When Santa Barbara District Attorney Joyce Dudley was invited to speak at the National District Attorneys Association by a national research/advocacy group, “Fight Crime, Invest in Kids,” her educational roots were abundantly clear. She demonstrated a spot-on understanding of human development and the critical importance of early interventions to prevent crimes.
She told the assembled group that the traditional role of district attorneys was to “clean up the mess.”
“On a good day, our community feels justice was served,” she told them. “On a great day our efforts helped victims become survivors.”
She said that traditional role is no longer sufficient, and that district attorneys are expected to become leaders in the field of crime prevention: to fight crime by prosecuting criminals and investing in kids.
I greatly respect and appreciate the approach she took with the assembled group.
She said that district attorneys have all looked into the eyes of a murderer.

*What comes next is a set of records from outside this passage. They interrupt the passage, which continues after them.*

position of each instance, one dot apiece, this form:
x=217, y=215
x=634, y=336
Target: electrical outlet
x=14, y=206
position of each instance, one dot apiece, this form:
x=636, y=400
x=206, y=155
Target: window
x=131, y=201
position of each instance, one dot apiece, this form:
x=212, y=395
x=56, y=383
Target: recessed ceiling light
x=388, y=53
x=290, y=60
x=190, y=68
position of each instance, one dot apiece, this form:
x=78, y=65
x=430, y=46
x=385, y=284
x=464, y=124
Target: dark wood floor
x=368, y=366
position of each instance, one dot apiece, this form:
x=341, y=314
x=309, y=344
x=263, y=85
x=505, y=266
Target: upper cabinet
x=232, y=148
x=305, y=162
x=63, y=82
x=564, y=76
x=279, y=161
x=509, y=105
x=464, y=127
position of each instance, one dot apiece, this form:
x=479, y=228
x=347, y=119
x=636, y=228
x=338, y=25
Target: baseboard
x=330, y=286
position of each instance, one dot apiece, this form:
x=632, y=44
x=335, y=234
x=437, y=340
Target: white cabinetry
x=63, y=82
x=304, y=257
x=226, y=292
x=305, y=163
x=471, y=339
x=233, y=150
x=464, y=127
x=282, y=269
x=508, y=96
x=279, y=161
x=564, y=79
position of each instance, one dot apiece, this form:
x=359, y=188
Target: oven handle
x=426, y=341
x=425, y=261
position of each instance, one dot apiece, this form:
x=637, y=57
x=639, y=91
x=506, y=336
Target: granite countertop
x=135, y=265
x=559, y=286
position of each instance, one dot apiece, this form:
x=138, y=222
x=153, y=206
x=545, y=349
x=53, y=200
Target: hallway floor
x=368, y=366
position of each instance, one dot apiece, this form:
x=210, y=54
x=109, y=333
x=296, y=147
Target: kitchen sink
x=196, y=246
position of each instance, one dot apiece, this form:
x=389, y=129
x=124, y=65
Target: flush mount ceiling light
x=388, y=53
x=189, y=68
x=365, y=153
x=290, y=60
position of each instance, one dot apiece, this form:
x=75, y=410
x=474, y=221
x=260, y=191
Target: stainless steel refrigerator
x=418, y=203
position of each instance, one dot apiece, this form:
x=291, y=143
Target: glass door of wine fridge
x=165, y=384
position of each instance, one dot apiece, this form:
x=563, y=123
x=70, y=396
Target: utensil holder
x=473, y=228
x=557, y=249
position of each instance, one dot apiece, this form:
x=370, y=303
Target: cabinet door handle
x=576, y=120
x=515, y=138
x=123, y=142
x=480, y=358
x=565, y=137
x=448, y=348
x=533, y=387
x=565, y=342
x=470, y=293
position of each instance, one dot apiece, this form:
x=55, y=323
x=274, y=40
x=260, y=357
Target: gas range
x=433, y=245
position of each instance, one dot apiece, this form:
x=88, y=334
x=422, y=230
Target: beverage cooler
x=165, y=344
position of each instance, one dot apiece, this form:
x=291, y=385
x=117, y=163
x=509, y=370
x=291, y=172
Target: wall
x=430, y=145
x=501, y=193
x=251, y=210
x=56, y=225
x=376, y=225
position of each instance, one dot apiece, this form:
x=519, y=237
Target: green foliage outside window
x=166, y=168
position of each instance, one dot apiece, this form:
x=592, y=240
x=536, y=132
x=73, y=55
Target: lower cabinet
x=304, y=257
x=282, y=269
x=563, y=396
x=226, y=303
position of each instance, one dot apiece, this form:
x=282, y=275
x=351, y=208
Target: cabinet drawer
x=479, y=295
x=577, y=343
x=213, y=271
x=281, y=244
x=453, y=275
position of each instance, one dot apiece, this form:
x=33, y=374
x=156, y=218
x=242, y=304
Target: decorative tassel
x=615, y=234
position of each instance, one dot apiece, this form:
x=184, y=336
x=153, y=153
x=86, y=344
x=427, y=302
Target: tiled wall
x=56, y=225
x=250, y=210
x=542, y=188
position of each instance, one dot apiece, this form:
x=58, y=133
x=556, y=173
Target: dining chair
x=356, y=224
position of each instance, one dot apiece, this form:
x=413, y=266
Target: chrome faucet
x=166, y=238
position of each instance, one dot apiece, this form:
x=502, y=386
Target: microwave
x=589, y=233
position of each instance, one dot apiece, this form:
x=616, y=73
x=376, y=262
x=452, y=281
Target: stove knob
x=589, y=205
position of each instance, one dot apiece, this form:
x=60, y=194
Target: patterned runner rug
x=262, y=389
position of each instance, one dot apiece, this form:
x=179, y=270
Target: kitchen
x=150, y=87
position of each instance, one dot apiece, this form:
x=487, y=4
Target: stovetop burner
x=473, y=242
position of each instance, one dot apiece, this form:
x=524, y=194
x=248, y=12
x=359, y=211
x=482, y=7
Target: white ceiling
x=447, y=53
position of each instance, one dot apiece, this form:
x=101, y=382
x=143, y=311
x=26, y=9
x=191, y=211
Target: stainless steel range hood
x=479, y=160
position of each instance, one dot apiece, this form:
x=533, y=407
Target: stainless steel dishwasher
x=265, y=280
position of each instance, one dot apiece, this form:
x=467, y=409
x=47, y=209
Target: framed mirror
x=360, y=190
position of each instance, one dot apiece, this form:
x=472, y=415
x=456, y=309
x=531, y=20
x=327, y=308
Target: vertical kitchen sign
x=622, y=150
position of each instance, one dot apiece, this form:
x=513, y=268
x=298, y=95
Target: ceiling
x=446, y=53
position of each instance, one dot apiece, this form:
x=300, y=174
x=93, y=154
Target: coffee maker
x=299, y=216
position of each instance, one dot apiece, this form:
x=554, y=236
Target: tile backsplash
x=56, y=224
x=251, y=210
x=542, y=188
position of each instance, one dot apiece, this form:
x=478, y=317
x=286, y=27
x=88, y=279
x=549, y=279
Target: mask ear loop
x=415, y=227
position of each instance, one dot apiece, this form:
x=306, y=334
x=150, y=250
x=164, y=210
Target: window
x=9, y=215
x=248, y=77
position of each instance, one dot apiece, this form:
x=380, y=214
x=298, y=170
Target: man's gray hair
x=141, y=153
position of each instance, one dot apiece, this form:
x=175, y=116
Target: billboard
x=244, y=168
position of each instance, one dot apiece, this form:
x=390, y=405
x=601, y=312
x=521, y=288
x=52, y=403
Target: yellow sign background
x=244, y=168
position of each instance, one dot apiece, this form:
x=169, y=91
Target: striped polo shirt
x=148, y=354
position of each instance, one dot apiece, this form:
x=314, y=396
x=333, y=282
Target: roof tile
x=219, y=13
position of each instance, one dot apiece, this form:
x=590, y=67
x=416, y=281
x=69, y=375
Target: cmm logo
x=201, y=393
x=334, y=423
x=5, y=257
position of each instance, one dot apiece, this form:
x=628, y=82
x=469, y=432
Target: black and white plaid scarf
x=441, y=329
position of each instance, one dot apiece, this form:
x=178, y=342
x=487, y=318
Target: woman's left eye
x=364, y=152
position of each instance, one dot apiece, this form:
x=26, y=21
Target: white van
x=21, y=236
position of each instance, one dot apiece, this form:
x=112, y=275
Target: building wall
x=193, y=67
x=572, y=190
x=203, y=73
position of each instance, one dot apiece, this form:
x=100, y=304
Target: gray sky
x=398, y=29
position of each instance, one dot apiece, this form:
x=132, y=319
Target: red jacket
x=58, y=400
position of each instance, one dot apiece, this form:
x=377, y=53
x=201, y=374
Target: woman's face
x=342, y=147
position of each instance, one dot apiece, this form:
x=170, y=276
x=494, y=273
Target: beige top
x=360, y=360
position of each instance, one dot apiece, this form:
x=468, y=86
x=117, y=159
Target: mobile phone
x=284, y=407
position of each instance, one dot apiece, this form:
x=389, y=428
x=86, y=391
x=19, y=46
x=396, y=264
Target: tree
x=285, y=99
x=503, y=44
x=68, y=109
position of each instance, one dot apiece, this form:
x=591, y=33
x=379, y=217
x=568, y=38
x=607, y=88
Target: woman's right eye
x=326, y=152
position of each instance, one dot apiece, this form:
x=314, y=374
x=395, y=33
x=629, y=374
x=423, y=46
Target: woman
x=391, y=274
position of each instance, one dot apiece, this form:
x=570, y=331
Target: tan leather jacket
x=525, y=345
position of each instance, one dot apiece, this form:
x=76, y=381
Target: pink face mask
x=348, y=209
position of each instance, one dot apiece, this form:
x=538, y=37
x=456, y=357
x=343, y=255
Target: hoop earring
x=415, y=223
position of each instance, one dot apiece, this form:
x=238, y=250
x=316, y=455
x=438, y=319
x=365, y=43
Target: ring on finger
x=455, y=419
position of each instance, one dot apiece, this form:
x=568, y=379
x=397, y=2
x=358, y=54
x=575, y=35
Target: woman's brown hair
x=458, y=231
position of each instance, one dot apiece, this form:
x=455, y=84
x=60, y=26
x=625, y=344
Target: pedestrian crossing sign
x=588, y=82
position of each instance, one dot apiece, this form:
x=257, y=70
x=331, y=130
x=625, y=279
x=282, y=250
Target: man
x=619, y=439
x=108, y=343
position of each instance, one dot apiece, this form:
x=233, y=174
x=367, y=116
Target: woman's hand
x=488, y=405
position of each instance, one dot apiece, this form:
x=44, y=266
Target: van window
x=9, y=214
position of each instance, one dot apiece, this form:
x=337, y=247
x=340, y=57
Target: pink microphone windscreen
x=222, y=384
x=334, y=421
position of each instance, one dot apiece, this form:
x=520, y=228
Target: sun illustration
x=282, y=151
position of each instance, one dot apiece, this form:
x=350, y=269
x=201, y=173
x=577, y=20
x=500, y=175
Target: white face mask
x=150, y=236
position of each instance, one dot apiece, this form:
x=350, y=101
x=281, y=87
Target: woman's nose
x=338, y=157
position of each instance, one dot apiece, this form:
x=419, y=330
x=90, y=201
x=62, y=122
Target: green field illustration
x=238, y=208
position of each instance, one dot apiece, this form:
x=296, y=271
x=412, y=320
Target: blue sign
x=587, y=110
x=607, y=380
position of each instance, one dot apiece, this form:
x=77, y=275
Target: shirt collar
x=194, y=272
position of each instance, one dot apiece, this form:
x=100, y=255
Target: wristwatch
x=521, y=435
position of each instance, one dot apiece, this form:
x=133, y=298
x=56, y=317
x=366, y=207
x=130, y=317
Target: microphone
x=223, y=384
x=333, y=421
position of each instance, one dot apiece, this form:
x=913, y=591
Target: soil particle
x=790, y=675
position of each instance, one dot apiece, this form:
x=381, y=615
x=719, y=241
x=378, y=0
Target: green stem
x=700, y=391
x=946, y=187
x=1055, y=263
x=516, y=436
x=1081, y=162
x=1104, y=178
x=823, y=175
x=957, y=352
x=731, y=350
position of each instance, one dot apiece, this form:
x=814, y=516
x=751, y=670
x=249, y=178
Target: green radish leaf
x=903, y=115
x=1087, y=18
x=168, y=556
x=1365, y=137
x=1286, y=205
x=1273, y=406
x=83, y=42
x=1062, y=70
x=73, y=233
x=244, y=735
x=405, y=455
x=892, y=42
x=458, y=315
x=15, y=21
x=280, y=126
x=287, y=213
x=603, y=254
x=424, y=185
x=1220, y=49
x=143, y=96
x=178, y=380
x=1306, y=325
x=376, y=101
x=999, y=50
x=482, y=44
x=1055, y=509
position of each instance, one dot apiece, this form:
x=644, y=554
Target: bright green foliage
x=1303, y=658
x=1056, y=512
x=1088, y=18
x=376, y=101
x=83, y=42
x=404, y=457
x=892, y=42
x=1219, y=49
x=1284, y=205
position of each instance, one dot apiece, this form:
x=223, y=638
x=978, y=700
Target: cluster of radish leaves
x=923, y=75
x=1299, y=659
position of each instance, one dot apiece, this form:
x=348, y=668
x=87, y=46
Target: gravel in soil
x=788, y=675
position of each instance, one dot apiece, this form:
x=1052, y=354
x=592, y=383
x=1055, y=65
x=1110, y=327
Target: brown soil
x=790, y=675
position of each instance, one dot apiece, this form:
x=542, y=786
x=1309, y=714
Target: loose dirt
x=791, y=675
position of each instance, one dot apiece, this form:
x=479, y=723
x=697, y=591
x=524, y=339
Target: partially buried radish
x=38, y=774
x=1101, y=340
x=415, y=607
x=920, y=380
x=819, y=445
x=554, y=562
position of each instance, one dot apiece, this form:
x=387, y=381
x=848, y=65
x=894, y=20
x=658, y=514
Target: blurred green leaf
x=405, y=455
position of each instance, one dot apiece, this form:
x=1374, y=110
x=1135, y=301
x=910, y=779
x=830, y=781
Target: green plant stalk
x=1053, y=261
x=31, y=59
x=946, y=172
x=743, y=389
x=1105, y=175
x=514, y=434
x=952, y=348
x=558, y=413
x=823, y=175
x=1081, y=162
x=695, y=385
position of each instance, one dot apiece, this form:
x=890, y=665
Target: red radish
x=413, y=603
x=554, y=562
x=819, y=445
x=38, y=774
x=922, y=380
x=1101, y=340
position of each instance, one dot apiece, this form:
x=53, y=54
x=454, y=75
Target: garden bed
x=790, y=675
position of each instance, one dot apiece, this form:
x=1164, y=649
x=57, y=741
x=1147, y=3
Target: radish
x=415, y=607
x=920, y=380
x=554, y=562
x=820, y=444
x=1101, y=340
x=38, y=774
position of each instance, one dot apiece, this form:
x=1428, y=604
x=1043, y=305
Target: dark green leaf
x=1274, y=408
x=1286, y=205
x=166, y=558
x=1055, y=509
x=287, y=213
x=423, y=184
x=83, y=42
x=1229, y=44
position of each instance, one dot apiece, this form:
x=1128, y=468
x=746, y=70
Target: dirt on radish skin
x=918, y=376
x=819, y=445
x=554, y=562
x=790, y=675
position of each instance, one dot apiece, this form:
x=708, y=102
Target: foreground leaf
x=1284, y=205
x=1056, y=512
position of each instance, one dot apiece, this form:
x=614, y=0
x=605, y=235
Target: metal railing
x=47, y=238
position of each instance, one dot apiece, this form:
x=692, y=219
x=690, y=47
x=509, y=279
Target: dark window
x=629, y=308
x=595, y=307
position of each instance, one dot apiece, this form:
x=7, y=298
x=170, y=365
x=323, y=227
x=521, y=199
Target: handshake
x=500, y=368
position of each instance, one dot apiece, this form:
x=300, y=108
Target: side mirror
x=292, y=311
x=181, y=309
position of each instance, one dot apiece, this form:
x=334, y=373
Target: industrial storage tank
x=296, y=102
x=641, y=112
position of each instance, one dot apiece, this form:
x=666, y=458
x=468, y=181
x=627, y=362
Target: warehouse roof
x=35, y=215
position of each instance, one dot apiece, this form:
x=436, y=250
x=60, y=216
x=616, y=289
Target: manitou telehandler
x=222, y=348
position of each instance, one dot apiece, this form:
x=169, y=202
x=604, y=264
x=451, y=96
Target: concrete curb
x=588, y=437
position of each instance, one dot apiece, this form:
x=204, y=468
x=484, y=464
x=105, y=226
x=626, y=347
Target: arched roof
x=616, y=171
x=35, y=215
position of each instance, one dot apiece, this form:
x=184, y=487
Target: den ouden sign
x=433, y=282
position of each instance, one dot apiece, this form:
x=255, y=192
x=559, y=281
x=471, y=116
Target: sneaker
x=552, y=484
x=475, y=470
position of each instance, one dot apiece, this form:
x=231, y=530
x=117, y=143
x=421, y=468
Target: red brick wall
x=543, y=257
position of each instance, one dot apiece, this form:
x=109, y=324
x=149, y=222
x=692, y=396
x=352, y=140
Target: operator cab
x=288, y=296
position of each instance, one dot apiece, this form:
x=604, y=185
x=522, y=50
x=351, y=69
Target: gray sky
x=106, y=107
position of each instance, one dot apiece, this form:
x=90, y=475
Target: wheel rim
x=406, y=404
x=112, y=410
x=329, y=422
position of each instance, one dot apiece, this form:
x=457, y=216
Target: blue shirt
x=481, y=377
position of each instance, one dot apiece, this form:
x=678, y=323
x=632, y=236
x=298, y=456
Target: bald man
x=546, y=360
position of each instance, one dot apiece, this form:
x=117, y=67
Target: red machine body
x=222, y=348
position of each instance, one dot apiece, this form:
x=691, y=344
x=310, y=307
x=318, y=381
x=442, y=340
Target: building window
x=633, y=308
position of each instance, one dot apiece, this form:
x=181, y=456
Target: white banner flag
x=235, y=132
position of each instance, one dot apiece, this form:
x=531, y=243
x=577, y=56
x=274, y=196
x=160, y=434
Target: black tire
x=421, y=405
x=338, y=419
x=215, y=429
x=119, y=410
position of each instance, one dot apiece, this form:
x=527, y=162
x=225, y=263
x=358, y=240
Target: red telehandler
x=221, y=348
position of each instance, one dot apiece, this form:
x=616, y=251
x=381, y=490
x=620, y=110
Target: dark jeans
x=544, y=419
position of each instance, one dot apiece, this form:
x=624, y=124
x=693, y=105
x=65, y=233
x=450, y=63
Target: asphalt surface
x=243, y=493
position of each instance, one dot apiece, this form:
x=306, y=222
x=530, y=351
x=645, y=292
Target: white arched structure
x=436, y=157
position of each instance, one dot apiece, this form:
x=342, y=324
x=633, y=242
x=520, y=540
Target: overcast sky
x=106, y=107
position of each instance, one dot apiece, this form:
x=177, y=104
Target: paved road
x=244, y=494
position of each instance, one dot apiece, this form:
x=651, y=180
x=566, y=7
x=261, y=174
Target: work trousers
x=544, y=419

But she suspected that very few had had the opportunity to look into those same eyes when the murderer was a child. Think of the power if that could be the case, and preventive steps could be taken.
Ms. Dudley cited a murderer she prosecuted a few years ago. She said that murderer, as a child, had been the victim of vicious homophobic bullying. She said she also prosecuted a child abuser a few years ago and now one of his abused children was recently arrested for rape.
Said Ms. Dudley: “In my mind, both cases stood for the proposition that to fight crime we MUST invest in kids.”
She added: “If I had been there to stop the bullying and the abuse when those violent offenders were still children, I could have had a fighting chance to stop those later crimes from ever occurring.”
She admonished the group of district attorneys to become those leaders in the field of crime prevention and she laid out a very specific list of particulars to support: high quality preschool education, enticing after-school programs, especially at the junior high level, and truancy programs that re-engage the alienated student.
Most impressive about her talk to this esteemed group were the echoes we hear from the educational establishment about the importance of these very issues. What has been missing from the educational argument is the hard facts about crime and the resultant costs to society, from a prosecutor with the vision and understanding to lay out the case so clearly. I salute her approach and look forward to having our offices collaborate to the shared goal of preventing crime by investing in kids — especially those who are abused, bullied or neglected. It is not only the right thing to do; it is also in our community’s best interests. As Benjamin Franklin said so wisely, an ounce of prevention is truly worth a pound of cure.